Son neveu, Fontenelle, le dit « mélancolique »,
« d’humeur brusque, et quelquefois rude en apparence »,
« bon père, bon mari, bon parent, tendre et plein d’amitié…
enclin à l’amour, mais jamais au libertinage… l’âme
fière et indépendante, nulle souplesse, nul manège…
il avait plus d’amour pour l’argent que d’habileté
ou d’application pour en amasser… beaucoup de probité
et de droiture… beaucoup de religion ». La Bruyère
est plus critique : « simple, timide, d’une ennuyeuse
conversation, il prend un mot pour un autre, et il ne juge de sa pièce
que par l’argent qui lui en revient, il ne sait pas la réciter
ni lire son écriture2. » On comprend que ce bourgeois
normand, assez sombre et rude, fort embarrassé dans le monde,
n’ait pas fait une grande carrière d’avocat. Il
était plus fait, avec son esprit méticuleux, pour le
travail de bureau que pour les succès de prétoire. Et
son œuvre littéraire ? Faut-il, comme l’auteur des
Caractères, la considérer avec un admiratif étonnement
? Après avoir dépeint la grise apparence de Corneille
dans le monde, il ajoute : « Laissez-le s’élever
par la -composition, il n’est pas au-dessous d’Auguste,
de Pompée, de Nicomède, d’Héraclius, il
est roi, et un grand roi, il est politique, il est philosophe…
»
Double nature qui ferait songer à des analyses de Proust :
c’est un autre moi qui apparaît dans la vie sociale et
un autre qui compose des poèmes ou des romans.
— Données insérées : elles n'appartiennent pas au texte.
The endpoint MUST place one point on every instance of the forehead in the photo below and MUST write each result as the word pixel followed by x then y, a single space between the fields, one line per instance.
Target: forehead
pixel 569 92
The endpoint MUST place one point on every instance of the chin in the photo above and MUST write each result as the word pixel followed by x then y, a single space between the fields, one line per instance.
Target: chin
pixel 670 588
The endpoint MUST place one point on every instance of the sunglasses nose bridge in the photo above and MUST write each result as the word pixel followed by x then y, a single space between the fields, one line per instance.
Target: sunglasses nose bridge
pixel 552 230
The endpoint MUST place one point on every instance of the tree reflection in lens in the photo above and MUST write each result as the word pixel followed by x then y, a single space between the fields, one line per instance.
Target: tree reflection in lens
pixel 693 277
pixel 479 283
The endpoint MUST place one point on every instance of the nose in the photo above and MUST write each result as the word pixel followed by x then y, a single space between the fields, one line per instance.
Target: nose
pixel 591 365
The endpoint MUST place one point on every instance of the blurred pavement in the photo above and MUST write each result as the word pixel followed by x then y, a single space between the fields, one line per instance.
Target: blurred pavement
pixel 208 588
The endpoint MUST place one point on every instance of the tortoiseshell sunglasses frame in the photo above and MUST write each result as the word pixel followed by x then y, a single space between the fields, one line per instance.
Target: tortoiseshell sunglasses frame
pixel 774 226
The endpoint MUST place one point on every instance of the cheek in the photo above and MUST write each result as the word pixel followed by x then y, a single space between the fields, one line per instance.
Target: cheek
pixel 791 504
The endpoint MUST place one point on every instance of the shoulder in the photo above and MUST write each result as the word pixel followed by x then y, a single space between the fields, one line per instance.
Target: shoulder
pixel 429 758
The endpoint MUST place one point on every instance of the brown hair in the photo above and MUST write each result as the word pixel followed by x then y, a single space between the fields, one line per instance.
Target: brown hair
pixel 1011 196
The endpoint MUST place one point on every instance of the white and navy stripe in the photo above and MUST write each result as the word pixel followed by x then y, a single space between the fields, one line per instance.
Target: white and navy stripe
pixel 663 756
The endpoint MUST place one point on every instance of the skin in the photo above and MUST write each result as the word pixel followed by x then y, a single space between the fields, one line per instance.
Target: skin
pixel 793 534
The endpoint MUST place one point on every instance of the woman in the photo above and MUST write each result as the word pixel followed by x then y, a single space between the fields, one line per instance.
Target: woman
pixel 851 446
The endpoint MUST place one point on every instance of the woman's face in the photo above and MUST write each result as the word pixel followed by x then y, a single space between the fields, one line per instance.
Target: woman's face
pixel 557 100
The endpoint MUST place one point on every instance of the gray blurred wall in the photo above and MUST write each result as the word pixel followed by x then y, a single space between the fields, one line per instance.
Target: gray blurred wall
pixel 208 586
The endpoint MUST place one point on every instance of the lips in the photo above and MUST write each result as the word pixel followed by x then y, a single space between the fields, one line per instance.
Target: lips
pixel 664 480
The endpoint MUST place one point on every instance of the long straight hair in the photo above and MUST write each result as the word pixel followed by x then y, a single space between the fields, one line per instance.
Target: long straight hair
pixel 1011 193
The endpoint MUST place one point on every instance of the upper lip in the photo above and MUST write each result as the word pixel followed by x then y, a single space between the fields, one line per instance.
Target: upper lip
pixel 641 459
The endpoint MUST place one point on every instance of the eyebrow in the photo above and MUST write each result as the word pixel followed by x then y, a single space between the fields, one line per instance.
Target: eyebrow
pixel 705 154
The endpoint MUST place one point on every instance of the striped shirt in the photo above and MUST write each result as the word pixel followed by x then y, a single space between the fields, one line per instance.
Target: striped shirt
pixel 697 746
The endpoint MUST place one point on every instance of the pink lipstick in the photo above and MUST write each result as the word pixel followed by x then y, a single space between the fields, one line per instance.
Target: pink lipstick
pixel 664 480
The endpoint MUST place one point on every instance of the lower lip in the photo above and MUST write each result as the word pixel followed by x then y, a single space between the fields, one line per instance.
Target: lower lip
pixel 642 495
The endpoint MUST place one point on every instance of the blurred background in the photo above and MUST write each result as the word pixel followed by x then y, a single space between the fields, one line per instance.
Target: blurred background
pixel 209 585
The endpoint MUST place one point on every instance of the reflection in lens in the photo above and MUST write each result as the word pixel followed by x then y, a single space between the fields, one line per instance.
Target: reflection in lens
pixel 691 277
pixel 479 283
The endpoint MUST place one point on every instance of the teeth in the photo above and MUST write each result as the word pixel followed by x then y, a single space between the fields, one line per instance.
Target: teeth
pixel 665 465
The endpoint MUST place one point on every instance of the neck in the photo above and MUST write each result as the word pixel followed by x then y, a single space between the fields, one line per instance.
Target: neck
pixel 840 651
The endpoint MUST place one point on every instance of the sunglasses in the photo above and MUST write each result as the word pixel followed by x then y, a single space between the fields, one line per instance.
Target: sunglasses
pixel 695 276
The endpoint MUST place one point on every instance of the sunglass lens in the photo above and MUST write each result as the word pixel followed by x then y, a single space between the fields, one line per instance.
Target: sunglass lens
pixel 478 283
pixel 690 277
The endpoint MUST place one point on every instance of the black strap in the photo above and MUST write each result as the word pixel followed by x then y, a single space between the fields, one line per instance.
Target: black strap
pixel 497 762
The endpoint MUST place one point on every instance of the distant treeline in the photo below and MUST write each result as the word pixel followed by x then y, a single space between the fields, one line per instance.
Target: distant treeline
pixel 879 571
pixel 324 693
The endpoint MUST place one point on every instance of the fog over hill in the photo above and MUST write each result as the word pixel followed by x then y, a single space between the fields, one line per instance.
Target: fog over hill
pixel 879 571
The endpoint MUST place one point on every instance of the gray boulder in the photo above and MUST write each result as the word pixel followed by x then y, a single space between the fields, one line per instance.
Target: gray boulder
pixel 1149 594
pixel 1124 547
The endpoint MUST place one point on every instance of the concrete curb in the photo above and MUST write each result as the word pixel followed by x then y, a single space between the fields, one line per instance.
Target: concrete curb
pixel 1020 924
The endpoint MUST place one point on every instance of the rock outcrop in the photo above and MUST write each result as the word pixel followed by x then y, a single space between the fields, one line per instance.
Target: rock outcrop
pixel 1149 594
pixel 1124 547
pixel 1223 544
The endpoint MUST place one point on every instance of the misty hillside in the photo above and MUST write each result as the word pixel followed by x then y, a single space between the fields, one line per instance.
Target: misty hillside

C’est assez facile et peu utile d’opposer les deux visages
de Corneille. Ce robin de province n’avait certainement pas
l’impression de changer de nature, lorsqu’il s’asseyait
à sa table de travail. Quand on lit tout ce qu’il a écrit
de 1629 à 1674, on constate que son théâtre n’est
nullement une école d’héroïsme et qu’on
n’y trouve pas grand-chose de romantique (sauf peut-être
une certaine impatience devant les critiques, qui l’exaspèrent
vite). Corneille dans ses tragédies ne tente nullement d’écrire
des pages d’épopée : il s’attache, en respectant
en général la vérité historique, à
mettre en évidence les grandes lois de la politique : il dialogue
avec Plutarque, avec saint Thomas, avec Machiavel, peut-être
avec Hobbes, et il recommande une soumission proprement chrétienne
à l’ordre du monde, que la Providence a voulu. C’est
le choix des Horaces, c’est finalement celui de Nicomède,
c’est celui de Grimoald, celui d’Agésilas, et Suréna,
quoi qu’en dise une critique, qu’on peut considérer
comme romantique, s’égare en refusant par amour d’obéir
à l’ordre de son roi. Le grand prince, le héros,
n’est pas celui qui croit bousculer le réel, c’est
celui qui l’accepte, quelque pénible que ce soit. Il
en est au fond de même dans les comédies héroïques
(où Tite, Bérénice et Pulchérie s’inclinent
devant l’ordre politique) et dans les comédies parisiennes,
où la rieuse Phylis, docile aux volontés des parents,
est bien plus sage qu’Alidor et qu’Angélique.
Cette morale assez austère est celle que Corneille répète
d’un bout à l’autre de sa carrière. Mais
cette sagesse d’officier du roi passe à travers des prismes
qui la colorent et la recomposent. Le bureaucrate dévot et
timide ne cesse de renouveler son art, tentant toutes les voies, inventant
de nouvelles formes de théâtre. En somme, la hardiesse,
parfois la témérité, du poète équilibrent
la rude sagesse de l’homme, et c’est cela la vraie leçon
de Corneille : un art de persuader d’une infinie variété
pour ramener à quelques vérités simples qui s’imposent
aussi bien dans les palais de Byzance que dans les hôtels du
Marais. Une prédication, pourrions-nous dire, presque élémentaire
dans le fond et d’une extraordinaire diversité dans la
méthode et l’élocution.
1. -Œuvres complètes, prés.
par Alain Niderst, Paris, Arthème Fayard (« Corpus des
philosophes de langue française »), t. III, p.108-109.